Early voting is up in county, and that’s a good sign

Published 10:21 am Monday, October 29, 2018

Early voting is up – way up – in Tennessee for the November election, which is less than two weeks away, and that is a good sign.
The data shows a dramatic rise in the number of voters casting ballots ahead of the Nov. 6 Election Day compared to last year. Voting numbers, thus far, have shattered the state’s past two midterm numbers and were not far behind Tennessee’s pace set during the 2016 presidential election.
The increase in the number of persons voting early suggests voters are energized to turn out for the 2018 midterms. Typically, there is a significant drop in voter interest in non-presidential election years, but many on both sides see a referendum on the Trump agenda and the recent Kavanaugh hearings as motivators.
Countywide, more than 5,970 ballots had been cast at the end of the day Oct. 25.
Regardless of the motivation, voting in all elections, not just the big ticket ones, is one of the pillars of good citizenship. We applaud Tennesseans, especially Carter Countians. for their efforts to cast their ballots,
In Carter County, the office of elections on Holston Avenue will be open for early voting through Nov. 1. Early voting hours are from 9 a.m. until 4 p.m. Monday through Friday and on Saturday from 9 a.m. until noon during the early voting period. Voters are asked to bring their state or federal issued photo identification when coming to vote.
It has been said that people are more tend to vote if they are dissatisfied, angry or in a mood to protest. If that’s true, the turnout on Nov. 6 will be impressive.
Polls suggest a tight race in the Tennessee Senate race between former Gov. Phil Bredesen and Congresswoman Marsha Blackburn. However, the only poll that counts is the one taken on the first Tuesday of November. (Remember “Dewey Defeats Truman” or “Everyone says Clinton Is Going to Wallop Trump”?)
Both parties have been raking in the money in support of their candidates at all levels of American government, and to hear them talk they need even more.
Think money can’t buy elections? Think again. One way or the other, money buys votes. It buys various forms of advertising as well as telemarketing, and these get the word out.
Long before he became the first president of the United States, George Washington learned first-hand that money can buy an election … if it is used to purchase liquor and give it free to potential voters.
The first time Washington ran for the Virginia legislature, he took the moral high ground and refused to ply the electorate with booze. His opponent took the moral low ground and won the election, 271 votes to 41.

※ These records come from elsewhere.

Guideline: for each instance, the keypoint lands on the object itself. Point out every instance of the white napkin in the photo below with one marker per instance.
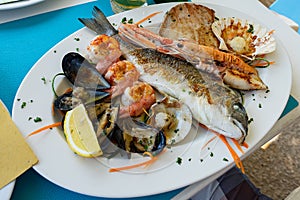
(38, 8)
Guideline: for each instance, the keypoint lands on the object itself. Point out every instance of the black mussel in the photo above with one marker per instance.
(139, 137)
(82, 73)
(78, 95)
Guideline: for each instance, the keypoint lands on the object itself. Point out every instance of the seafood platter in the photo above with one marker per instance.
(148, 96)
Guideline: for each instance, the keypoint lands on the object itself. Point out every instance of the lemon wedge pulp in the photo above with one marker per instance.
(80, 134)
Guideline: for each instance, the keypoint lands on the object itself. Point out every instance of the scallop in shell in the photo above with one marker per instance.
(173, 117)
(243, 37)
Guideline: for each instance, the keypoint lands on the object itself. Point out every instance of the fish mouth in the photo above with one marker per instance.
(240, 120)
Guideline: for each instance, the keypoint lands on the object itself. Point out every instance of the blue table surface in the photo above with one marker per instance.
(22, 43)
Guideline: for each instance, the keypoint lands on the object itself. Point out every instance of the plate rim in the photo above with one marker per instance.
(20, 4)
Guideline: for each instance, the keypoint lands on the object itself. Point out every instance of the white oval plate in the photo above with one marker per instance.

The next time around, Washington bought 28 gallons of rum, 50 gallons of rum punch, 34 gallons of wine, 46 gallons of beer and 2 gallons of cider royal. He spent 50 pounds sterling (Virginia was still a British colony) and thought it wasn’t enough — but it was. Out of the 391 people who drank Washington’s hooch, 331 voted for him, and he won in a landslide.
We hope that this energy continues into 2020 and beyond. Regardless of where one falls on the political spectrum, voter apathy is a plague on all fronts and is not what our nation stands for.
Please, get out and vote. It is our civic duty.